Another python article... (Blame Alex for getting me hooked on yet another coding language...)
This little article will cover "Pygame", the set of modules that were designed with game developers in mind. Specifically ones who code in python.
It's completely free, and can be used on commercial game creation, should you wish to do it. As with all LGPL source code's.
This image is an example of what can be accomplished in Python, using Pygame... And it's quite cool.
But, pygame is not just for game development. It's also used in creating rich multimedia applications. Some of them include, but definitely are not limited to:
- OpenStreetMap Visualization
- Image manipulation Programs (Such as windows paint)
- Mathematics graphing toolkits
...and many more.
Having a look around the web to better understand what pygame can bring to the table, it is clear that if you love python and you have a passion for game development, this might be just the ticket for you.
Python's Wiki is extensive and certainly has enough to get you started.
Does not require OpenGL. With many people having broken OpenGL setups, requiring OpenGL exclusively will cut into your user base significantly. Pygame uses either opengl, directx, windib, X11, linux frame buffer, and many other different backends... including an ASCII art backend! OpenGL is often broken on linux systems, and also on windows systems - which is why professional games use multiple backends.
Multi core CPUs can be used easily. With dual core CPUs common, and 8 core CPUs cheaply available on desktop systems, making use of multi core CPUs allows you to do more in your game. Selected pygame functions release the dreaded python GIL, which is something you can do from C code.

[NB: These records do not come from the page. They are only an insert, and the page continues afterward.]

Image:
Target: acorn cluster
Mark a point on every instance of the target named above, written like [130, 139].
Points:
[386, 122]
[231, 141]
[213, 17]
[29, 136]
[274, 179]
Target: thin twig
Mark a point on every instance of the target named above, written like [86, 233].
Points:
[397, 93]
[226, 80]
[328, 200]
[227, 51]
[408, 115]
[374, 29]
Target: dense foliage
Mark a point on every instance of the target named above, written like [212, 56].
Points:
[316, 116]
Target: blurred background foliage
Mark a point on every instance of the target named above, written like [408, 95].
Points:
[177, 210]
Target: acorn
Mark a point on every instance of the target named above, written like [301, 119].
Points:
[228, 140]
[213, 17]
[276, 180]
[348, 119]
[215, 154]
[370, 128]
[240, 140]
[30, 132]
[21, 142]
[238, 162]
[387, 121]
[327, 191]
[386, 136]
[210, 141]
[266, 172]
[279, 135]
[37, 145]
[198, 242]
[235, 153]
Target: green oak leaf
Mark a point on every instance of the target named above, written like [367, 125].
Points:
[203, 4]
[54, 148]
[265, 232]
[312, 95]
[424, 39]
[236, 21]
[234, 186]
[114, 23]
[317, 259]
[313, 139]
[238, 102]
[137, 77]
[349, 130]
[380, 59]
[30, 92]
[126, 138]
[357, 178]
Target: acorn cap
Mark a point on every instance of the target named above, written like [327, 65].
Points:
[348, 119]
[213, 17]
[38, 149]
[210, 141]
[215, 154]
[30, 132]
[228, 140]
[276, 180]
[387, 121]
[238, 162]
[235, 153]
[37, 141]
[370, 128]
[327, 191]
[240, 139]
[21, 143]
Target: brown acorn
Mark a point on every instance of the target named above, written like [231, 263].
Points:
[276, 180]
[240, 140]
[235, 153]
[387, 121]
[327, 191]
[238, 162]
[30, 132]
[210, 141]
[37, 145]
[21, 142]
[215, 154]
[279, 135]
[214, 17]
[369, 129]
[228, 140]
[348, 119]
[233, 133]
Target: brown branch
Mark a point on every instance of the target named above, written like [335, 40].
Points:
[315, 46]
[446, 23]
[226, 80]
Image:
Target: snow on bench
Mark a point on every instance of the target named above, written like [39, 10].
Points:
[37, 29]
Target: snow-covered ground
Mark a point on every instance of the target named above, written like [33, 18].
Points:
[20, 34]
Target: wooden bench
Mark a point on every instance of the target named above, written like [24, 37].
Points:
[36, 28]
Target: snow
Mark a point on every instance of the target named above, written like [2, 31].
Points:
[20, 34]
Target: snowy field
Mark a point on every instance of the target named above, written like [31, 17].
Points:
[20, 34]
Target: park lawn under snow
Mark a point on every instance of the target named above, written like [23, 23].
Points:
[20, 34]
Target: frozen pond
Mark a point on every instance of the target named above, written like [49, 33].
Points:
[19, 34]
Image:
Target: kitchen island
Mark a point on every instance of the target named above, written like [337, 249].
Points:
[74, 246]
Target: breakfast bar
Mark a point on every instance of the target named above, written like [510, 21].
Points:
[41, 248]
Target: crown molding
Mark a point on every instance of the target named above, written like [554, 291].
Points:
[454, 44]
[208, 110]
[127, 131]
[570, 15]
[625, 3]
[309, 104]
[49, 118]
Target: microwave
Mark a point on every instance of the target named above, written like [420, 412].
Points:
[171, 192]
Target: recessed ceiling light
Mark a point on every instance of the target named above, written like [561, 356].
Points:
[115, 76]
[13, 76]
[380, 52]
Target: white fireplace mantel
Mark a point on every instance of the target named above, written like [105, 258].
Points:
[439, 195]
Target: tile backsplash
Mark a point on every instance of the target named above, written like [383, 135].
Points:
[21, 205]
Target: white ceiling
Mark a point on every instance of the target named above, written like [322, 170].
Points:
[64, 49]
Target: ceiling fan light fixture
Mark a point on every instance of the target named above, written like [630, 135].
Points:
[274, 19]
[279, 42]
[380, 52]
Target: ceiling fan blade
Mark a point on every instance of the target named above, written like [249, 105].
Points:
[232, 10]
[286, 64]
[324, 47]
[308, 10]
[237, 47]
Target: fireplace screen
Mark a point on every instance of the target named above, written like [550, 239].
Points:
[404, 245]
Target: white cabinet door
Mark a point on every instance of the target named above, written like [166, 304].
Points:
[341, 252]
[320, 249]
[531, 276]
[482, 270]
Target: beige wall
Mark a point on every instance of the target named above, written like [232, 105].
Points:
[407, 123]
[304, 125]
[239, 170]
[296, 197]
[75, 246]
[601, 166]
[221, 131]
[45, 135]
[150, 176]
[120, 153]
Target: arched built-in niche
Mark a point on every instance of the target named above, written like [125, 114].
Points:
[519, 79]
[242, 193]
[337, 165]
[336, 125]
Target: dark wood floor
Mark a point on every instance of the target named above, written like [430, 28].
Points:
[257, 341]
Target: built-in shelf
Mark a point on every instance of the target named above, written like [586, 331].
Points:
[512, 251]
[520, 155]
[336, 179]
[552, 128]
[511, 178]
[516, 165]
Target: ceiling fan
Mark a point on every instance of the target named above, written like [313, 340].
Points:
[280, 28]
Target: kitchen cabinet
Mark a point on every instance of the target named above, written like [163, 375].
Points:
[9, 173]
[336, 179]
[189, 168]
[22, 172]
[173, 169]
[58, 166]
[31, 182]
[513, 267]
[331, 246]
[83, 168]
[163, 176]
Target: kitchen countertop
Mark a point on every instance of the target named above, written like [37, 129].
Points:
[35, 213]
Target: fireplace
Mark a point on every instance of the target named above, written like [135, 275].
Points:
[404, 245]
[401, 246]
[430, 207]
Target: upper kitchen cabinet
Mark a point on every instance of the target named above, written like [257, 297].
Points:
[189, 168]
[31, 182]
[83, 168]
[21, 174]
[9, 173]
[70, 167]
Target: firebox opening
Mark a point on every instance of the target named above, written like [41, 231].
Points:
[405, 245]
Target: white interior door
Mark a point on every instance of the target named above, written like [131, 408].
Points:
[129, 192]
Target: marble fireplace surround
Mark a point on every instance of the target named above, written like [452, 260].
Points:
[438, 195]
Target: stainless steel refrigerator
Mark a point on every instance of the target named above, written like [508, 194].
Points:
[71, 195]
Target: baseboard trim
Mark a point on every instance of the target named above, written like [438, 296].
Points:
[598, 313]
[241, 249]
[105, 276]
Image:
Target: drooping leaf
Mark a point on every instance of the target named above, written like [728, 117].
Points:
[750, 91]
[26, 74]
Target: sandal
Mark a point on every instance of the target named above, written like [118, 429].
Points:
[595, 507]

Uses optimized C, and Assembly code for core functions. C code is often 10-20 times faster than python code, and assembly code can easily be 100x or more times faster than python code.
Comes with many Operating systems. Just an apt-get, emerge, pkg_add, or yast install away. No need to mess with installing it outside of your operating systems package manager. Comes with binary installers(and uninstallers) for Windows or MacOSX. Pygame does not require setuptools, or ctypes to install.
Truly portable. Supports Linux(pygame comes with most main stream linux distributions), Windows(95,98,me,2000,XP,vista, 64bit windows etc), Windows CE, BeOS, MacOS, Mac OS X, FreeBSD, NetBSD, OpenBSD, BSD/OS, Solaris, IRIX, and QNX. The code contains support for AmigaOS, Dreamcast, Atari, AIX, OSF/Tru64, RISC OS, SymbianOS, and OS/2, but these are not officially supported. You can use it on hand held devices from nokia, game consoles like gp2x, and the One Laptop Per Child (OLPC) computer.
It's Simple and easy to use. Kids, and adults make games with pygame. Pygame is used in the OLPC project and has been taught in courses to young kids, and college students. It's also used by people who first programmed in z80 assembler, or c64 basic.
Many games have been published. Including Indie Game Festival finalists, Australian Game festival finalists, popular shareware, art multimedia projects, and open source games. Over 660 projects have been published on the pygame website (as of March 2008). Many more Software akuntansi laporan keuangan terbaik games have been released with SDL(which pygame is based on). So you can be sure much of it has been tested well by millions of users.
You control your main loop. You call pygame functions, they don't call your functions. This gives you greater control when using other libraries, and for different types of programs.
Does not require a GUI to use all functions. You can use pygame without a monitor - like if you want to use it just to process images, get joystick input, or play sounds.
Fast response to reported bugs. Some bugs are patched within an hour of being reported. Do a search on our mailing list for BUG... you'll see for yourself. Sometimes we suck at bug fixes, but mostly we're pretty good bug fixers. Bug reports are quite rare these days, since a lot of them have been fixed already.
Small amount of code. It does not have hundreds of thousands of lines of code for things you won't use anyway. The core is kept simple, and extra things like GUI libraries, and effects are developed separately outside of pygame.
I hope this article proves useful for the aspiring game dev's who use Py as their favorite programming language.